This past Thursday, a colleague made a comment that got me thinking. I’ll call her Stylish Colleague, because she’s always stylish.
::Two other colleagues and I working together during conferences::
Stylish Colleague: Oh you guys, stop flaunting your collaboration in front of everyone. I’m so tired of it. I’m so envious of you working together. And deciding on how many points a test is worth together too!
We all laughed because she was just joking, but we also knew that she was being honest – she really is envious of us because she wished she had that in her own department.
I wondered if it bothered her though. I’m envious of Katy Perry’s singing ability, but it doesn’t really bother me that I don’t have that skill. It is not fun to be envious, and be bothered by it, and be reminded of that envy and that botheration constantly.
I’m envious when people I know form couples and there’s no longer any space for me.

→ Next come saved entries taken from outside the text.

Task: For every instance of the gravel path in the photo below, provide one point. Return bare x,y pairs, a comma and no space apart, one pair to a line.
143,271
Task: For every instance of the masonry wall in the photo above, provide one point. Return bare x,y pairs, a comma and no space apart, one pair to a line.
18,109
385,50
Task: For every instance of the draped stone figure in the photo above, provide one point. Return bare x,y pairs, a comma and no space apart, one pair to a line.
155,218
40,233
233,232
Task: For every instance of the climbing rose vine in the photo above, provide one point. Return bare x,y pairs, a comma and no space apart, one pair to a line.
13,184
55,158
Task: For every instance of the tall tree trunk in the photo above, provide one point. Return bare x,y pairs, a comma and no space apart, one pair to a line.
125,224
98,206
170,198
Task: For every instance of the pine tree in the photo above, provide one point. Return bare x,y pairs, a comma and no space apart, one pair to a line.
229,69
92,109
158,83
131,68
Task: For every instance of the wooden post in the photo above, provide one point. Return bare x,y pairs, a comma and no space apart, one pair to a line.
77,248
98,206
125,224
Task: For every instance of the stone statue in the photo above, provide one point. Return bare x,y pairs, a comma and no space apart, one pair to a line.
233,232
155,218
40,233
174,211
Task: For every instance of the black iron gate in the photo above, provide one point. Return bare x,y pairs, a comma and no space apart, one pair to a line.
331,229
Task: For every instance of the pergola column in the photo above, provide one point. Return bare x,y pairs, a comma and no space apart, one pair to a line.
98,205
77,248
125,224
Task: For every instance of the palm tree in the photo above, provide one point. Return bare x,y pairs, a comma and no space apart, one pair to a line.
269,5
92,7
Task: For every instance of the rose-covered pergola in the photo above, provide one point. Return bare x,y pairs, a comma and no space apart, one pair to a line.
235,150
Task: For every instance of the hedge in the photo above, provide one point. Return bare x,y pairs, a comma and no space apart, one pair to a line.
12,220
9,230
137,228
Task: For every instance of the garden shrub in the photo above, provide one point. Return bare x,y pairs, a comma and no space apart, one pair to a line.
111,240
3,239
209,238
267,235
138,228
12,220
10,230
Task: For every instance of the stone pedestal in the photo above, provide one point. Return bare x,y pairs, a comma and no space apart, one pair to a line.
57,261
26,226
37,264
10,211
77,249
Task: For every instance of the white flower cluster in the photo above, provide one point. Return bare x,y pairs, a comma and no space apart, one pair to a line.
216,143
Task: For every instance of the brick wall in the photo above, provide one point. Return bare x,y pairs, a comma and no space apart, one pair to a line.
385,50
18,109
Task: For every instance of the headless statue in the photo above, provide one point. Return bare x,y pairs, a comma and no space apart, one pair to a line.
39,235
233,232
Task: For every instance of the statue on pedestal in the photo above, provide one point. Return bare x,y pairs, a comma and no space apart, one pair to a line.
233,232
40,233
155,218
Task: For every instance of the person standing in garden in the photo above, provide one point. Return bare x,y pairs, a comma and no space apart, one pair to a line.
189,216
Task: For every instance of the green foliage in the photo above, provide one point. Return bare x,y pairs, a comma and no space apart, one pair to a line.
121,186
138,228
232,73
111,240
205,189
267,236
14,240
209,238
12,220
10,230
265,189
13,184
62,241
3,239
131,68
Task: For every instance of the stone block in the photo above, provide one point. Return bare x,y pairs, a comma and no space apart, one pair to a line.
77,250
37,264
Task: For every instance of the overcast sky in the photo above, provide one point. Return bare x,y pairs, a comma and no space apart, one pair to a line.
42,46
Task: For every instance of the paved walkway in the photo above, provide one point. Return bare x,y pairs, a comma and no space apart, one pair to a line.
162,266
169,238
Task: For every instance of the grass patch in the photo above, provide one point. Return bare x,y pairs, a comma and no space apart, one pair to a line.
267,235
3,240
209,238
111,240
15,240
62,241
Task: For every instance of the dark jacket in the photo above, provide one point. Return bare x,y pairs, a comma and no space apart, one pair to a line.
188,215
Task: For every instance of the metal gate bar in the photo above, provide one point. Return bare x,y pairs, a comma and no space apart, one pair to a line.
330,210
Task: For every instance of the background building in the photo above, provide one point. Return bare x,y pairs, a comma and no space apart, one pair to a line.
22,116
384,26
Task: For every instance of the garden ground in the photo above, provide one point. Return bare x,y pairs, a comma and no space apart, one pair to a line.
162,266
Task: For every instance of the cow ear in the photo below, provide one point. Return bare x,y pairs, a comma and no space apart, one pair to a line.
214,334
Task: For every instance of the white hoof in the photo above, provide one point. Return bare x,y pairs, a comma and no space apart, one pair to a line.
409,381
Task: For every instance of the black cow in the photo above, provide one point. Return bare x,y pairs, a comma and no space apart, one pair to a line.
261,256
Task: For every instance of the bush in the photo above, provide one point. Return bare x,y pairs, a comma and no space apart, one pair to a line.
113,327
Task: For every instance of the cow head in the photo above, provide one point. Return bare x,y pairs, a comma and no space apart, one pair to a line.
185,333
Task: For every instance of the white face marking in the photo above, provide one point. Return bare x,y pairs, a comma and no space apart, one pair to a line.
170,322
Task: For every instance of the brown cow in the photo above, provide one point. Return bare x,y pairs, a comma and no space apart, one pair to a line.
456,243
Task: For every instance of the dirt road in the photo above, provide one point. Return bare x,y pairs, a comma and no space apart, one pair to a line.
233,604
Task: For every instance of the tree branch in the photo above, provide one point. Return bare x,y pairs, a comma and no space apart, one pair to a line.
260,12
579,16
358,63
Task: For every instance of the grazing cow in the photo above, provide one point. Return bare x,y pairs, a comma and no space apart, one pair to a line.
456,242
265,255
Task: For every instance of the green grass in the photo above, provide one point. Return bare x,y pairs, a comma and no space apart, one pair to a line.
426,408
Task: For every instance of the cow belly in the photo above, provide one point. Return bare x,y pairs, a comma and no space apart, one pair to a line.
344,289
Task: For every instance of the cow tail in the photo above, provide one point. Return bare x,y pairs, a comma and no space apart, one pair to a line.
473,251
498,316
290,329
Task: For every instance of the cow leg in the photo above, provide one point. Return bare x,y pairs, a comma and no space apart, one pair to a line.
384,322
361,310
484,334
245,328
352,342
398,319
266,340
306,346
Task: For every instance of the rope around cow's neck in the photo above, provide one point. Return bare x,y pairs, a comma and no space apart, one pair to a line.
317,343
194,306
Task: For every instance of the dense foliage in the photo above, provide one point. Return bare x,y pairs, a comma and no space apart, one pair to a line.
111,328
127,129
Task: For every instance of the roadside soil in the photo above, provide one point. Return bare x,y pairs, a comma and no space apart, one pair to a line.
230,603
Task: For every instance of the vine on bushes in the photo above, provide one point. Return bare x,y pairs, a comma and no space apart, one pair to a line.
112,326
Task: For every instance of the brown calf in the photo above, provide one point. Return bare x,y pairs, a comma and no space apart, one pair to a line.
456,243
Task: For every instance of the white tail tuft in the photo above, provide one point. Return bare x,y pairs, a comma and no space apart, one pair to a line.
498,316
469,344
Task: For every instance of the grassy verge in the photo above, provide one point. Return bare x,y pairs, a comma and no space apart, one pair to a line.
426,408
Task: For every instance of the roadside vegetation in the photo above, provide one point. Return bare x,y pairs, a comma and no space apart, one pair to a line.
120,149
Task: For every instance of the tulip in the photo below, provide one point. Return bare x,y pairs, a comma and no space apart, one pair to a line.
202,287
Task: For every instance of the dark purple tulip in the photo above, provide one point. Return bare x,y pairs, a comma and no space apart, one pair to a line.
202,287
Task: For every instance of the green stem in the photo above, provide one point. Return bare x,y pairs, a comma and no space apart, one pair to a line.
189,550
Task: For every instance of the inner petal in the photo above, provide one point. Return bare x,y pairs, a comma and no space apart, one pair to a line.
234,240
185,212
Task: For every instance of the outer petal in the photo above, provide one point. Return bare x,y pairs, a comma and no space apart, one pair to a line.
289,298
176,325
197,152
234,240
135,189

I’m envious when people get to buy things without consideration of how it would impact their savings, or plans for other things.
I’m envious when people I know do things that I would like to join in on, but I’m not invited.

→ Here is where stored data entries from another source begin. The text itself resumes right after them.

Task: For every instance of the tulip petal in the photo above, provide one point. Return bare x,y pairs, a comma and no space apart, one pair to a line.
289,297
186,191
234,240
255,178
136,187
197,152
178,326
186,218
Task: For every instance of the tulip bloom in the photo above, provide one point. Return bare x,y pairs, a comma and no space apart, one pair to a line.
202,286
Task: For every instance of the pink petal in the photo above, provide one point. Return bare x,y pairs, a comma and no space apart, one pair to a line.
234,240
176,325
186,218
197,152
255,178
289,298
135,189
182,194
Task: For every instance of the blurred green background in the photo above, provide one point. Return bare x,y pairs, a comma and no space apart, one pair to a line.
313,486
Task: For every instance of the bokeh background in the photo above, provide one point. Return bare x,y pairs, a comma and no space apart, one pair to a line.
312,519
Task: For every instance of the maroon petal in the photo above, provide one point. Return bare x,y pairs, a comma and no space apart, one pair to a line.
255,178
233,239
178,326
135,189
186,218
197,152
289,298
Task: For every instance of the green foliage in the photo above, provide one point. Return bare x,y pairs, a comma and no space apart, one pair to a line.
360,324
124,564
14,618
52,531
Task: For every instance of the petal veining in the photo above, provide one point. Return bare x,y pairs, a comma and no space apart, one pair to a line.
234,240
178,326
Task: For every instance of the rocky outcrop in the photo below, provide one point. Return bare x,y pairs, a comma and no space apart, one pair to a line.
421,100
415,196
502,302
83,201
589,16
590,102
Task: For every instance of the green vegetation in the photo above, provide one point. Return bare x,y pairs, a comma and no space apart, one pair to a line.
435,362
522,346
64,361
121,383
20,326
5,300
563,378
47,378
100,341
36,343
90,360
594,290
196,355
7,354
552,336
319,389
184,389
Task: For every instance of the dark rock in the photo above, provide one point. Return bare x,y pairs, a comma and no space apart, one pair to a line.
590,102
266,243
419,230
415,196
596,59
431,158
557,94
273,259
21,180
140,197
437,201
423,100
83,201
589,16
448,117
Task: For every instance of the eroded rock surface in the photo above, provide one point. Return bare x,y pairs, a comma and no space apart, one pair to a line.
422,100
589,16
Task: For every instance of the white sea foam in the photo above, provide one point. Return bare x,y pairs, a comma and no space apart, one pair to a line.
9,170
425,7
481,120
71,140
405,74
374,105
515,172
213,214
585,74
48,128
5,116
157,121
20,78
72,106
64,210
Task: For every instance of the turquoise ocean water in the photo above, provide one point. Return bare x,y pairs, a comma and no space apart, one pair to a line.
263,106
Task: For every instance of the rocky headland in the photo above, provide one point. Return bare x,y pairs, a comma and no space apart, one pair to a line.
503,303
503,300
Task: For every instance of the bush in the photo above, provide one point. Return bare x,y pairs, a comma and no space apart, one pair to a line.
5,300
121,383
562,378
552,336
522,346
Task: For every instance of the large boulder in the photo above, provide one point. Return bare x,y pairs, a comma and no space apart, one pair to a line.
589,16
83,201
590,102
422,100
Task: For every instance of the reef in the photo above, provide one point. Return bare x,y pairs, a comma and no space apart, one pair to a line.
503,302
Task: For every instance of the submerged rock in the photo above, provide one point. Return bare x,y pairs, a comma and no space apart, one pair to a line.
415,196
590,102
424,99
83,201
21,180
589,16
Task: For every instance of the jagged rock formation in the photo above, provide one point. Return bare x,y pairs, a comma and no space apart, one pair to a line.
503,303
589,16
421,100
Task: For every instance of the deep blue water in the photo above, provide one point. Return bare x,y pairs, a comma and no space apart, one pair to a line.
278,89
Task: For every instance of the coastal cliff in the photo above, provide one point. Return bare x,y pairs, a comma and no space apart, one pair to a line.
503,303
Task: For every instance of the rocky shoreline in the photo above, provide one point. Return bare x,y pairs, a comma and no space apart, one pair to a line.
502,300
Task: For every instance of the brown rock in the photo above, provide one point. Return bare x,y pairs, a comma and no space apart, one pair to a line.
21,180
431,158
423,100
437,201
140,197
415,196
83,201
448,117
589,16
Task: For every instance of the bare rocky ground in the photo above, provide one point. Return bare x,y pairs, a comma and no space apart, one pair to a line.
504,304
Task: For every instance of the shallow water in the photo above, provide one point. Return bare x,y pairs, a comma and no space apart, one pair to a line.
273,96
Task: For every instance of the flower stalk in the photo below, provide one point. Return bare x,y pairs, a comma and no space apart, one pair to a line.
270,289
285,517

I’m a pretty envious person. I’m envious a lot. So when Stylish Colleague said she was envious of me, it struck me as something very strange. Why would someone be envious of me? Me, who have been envious of others on so many occasions, for so long?
God is a jealous God. How come He can express his jealousy, and it still isn’t a sin; while the kind of jealousy I express makes me a horrible human being?

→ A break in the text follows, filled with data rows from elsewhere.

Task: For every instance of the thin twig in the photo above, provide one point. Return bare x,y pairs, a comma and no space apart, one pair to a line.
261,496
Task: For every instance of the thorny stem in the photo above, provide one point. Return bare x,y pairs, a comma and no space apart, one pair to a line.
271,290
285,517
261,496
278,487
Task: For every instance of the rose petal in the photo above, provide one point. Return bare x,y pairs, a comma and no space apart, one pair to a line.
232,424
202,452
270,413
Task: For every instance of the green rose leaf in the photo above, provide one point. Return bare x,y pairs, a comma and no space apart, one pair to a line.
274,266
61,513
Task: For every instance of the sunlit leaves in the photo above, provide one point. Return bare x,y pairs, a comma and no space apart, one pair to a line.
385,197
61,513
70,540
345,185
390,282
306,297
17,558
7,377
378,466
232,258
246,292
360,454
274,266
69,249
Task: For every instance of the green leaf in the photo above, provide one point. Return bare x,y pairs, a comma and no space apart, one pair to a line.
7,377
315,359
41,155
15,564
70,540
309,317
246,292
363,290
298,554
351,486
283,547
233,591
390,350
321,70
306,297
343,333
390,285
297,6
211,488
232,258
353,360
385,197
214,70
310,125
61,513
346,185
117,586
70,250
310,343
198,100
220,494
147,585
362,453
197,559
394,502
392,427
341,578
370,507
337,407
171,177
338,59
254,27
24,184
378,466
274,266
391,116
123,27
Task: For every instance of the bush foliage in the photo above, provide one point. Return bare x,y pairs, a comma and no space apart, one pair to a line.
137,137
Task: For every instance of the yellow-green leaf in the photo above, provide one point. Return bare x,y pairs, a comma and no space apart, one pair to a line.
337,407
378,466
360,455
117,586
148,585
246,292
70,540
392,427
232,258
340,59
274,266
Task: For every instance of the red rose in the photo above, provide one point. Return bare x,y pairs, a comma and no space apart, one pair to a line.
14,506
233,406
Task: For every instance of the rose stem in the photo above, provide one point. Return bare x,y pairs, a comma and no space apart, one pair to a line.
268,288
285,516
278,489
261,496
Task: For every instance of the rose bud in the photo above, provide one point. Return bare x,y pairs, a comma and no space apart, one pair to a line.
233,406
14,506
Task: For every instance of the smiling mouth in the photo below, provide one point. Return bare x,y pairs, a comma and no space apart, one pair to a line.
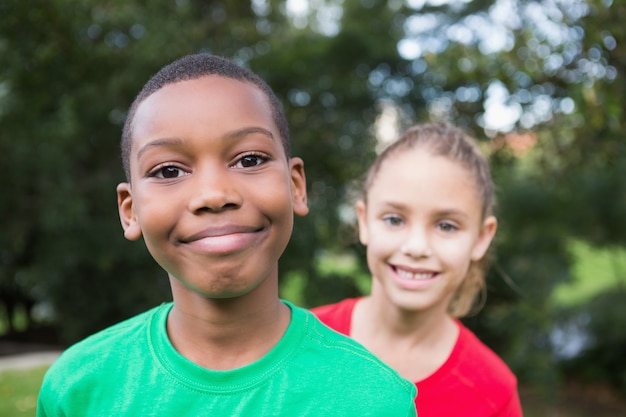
225,240
418,276
218,232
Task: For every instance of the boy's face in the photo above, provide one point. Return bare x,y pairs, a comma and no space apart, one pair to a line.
212,192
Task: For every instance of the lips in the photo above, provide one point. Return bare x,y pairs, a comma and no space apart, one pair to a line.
414,275
224,239
218,231
412,279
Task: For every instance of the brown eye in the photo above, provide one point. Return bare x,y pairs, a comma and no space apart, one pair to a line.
250,160
168,172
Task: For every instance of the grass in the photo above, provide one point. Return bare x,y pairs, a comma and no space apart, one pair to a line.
19,390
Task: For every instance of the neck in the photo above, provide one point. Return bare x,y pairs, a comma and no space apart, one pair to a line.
226,333
415,343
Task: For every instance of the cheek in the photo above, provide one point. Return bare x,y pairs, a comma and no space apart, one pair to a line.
455,252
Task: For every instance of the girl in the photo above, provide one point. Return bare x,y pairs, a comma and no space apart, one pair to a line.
426,219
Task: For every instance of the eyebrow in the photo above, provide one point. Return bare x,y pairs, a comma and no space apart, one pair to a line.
176,142
441,212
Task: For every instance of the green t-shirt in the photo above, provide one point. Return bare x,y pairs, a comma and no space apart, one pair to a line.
132,369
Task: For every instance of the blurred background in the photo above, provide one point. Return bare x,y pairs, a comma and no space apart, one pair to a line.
540,84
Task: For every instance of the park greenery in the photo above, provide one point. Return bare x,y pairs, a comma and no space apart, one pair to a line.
540,83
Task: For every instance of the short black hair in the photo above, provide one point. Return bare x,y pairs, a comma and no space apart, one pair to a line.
195,66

This article says that there is a difference between righteous jealousy and possessive jealousy. Most of what people go through is the latter, while God’s is the former. God is jealous of our relationship because it is something that should be His to begin with. While most of my jealousies are petty and and stems from a desire to have something that isn’t mine.
Do I demand all my friend’s and family’s attention? No…at least I don’t think so. But there should be a spot reserved for me no?
Do I have a whole list of things I would like in a significant other? No…at least not anymore. But there is something missing in my life: a partner, someone to do life with. Isn’t that a promise God can fulfill?
The envy over money and purchasing power I can get over pretty easily. I would prefer that once I got over it, it doesn’t come back. However, that is not the case. So maybe I should ask for relief from envy – that I stop being so jealous altogether.
Nothing is mine. Even if I was married, that relationship and that person is not mine. Even if I had my dream house, it is not mine. Even if I had those kids that I’m starting to want for myself, they would not be mine. My job isn’t mine, the accomplishments of my students aren’t mine, the people I like to spend time with aren’t my own. I possess nothing that God didn’t give. So my jealousy is unfounded, would be unfounded even if I had all those things that I am jealous for.
Somehow, knowing that I possess nothing is freeing, almost a relief. I own nothing. Dust returns to dust.
Ok. It’s getting a bit too nihlistic and Ecclesiates-astical here. It’s time to end these depressing posts and return to the normally scheduled happy posts about achieving goals and things that make me happy.